The absolutely adorable couple (they still hold hands and find each other cute), a now retired librarian at the Brooklyn Library and a postal worker, began collecting in order to follow what was, at least initially, Herb’s passion.   He worked nights at the post office, would sleep a few hours, and then go to the library and read everything he could about art, as well as take a painting class or two.  Dorothy, wanting to share in her husband’s interest, decided she would paint, too.  Soon, the walls of their apartment were covered in their work, but then, in 1962, after realizing they could live humbly off of Dorothy’s salary and purchase art with Herb’s, they marched forth with gusto, visiting galleries and studios all over the city and purchasing inexpensive works by unknown artists.

Their criteria were simple – they must like the piece, be able to afford it, and it had to be carried via foot, bus, or taxi to fit in their apartment.  They weren’t looking to collect anything just for the sake of it; they had to love it as well, and love they did.  They covered every possible surface with art: walls, ceiling, floor, amassing piles and rows, squeezing it in among their fish, cats, and turtles, a wonder of physics if the truth be told.  Dorothy remarked, “Not even a toothpick could be squeezed into the apartment.”  She was right.

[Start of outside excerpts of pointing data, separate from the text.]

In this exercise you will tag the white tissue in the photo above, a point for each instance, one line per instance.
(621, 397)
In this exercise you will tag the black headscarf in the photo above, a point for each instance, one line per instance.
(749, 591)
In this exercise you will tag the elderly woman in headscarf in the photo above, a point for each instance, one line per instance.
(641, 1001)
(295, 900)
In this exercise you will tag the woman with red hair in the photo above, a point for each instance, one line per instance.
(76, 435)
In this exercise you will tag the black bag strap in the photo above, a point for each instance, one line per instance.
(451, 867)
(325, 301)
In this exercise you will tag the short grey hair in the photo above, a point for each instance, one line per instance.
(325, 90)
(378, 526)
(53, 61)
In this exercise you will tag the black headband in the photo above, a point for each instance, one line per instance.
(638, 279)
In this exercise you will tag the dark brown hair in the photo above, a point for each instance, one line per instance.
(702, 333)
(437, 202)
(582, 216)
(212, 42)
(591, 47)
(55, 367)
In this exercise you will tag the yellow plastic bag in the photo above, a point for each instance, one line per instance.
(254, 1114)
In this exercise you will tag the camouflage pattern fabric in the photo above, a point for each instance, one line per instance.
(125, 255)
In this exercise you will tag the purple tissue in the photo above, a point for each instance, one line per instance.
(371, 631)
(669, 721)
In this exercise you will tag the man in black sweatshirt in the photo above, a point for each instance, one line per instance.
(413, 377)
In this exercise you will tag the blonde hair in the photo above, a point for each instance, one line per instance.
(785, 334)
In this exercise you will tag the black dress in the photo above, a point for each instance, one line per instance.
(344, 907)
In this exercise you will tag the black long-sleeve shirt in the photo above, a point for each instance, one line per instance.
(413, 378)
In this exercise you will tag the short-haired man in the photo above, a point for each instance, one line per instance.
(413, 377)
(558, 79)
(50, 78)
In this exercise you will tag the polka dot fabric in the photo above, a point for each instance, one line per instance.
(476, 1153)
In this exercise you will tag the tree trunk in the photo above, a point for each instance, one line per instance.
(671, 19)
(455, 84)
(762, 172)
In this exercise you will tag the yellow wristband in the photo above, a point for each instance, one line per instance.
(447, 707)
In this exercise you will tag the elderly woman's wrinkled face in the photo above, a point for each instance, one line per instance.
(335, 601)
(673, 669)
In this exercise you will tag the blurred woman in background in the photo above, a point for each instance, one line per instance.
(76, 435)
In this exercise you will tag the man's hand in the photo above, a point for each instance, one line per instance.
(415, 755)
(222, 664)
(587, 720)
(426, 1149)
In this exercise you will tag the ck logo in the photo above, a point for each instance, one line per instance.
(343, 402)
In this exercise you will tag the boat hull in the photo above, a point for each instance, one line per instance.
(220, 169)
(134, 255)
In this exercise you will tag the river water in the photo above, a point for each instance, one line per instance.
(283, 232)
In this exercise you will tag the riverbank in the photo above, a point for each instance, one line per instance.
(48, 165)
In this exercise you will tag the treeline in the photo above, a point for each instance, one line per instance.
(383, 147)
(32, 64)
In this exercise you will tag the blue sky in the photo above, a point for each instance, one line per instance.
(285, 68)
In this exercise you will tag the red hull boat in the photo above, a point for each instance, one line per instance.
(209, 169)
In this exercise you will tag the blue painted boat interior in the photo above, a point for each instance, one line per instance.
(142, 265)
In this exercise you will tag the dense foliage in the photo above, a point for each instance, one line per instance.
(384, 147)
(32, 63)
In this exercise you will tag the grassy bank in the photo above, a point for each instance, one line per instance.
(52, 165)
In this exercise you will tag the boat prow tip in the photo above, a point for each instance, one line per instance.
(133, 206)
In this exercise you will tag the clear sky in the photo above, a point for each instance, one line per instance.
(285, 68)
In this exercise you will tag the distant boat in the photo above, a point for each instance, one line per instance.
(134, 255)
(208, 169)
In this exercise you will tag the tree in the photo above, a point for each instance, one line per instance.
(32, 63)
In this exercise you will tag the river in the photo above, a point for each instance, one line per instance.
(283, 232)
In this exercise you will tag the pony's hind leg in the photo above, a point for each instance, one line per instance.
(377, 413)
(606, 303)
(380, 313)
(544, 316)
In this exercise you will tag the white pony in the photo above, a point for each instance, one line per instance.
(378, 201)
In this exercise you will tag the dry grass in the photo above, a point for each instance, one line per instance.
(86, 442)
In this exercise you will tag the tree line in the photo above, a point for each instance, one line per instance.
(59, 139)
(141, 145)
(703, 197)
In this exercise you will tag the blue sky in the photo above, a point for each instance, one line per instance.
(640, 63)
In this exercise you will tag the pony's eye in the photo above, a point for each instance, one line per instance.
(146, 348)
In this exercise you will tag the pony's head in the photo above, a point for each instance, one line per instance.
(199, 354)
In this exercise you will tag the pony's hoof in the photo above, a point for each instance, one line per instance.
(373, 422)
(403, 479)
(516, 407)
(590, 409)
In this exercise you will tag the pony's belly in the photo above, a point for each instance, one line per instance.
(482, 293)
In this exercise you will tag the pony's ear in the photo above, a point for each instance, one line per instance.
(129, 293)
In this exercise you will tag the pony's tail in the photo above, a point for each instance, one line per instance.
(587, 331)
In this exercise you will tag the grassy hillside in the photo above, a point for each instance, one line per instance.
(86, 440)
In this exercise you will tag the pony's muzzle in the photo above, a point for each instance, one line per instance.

In a bold and quite generous move, the couple decided to donate their entire collection to the National Gallery of Art in Washington D.C., the site where it all began, the first museum they visited together as husband and wife.  Of all the museums clamoring for their collection, all of them willing to pay princely sums, I might add, the Vogel’s chose the National Gallery because quite simply, as Americans, it belongs to everyone.  The works will never be sold and anyone can visit, for free, furthering their belief that wonderful art can be both affordable and accessible, just as it was to them.

It is a marvelous portrait of love – for each other and modern art.  It made me weep at how having a benevolent spirit and following our passion is rarely about how much money we have but what we choose to do with it.